The report calls for the adoption of several measures to save lives this winter, and to prevent the health system from overload, including:
Minimization of transmission of coronavirus in society, public information campaign, launched in the autumn
The reorganization of health and social care employees and facilities to provide separate COVID-19 and COVID-19-free zones to minimize nosocomial infection
Ensuring adequate testing and personal protective equipment (PPE)

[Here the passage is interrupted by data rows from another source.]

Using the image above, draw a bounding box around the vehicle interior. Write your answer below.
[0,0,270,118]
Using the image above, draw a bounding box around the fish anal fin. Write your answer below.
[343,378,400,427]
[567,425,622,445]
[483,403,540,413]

The establishment of a comprehensive, near real-time, wide layers of the population, control system COVID-19 levels
Protection from the worst effects of the flu with a concerted effort at vaccination
“We have no vaccine yet for the coronavirus, but we have one for flu“said Professor Holgate. “And we have to help as much as possible, and as many health professionals and medical professionals as a possible vulnerable people to get flu vaccine”.
He said stretching, test and track programs would be absolutely necessary “because there will be many more people with infections that can actually resembles, in some respects, coronavirus infection, and we have to suffer those who have an actual coronavirus, the influenza and other respiratory viruses”.
The Academy also commissioned Ipsos Mori to run online seminars with the public, people who were warned to “shield”, and those from black, Asian and minority ethnic, to understand how they think and feel about the issues that are expected this winter.
Revealed the limited level of understanding about what winter can mean from the point of view of the Renaissance COVID-19 and the lack of understanding that increased risk may extend to the end of March next year.
“We are in favour of a strong information campaign,” said Ann Johnson, a Professor of epidemiology of infectious diseases at University College London, Vice President of AMS. “Everyone should understand that COVID-19 went nowhere. And so, everyone can help to reduce the transmission of social distancing, wearing the face as a social norm, good respiratory and hand hygiene, and appropriate levels of heating and ventilation in our homes.”
Commenting on the report, Dr Simon Clark, Vice President for policy at the Royal College of paediatrics and child health, said: “even without the second peak, the recovery of lost capacity and working out a huge number of cancelled procedures is a huge problem. To go down this road for the second time in 12 months would be a disaster for children and families.
“We know a lot more about what we face than we did at the beginning of the first wave. It is very important that we use during the summer months to strengthen our services so that we can cope better.
“This will probably be a Winter unlike any in recent memory. Commitment to employees the NHS will not be enough. NHS needs extra funding, additional capacity, and a protection plan is not COVID specialized services”.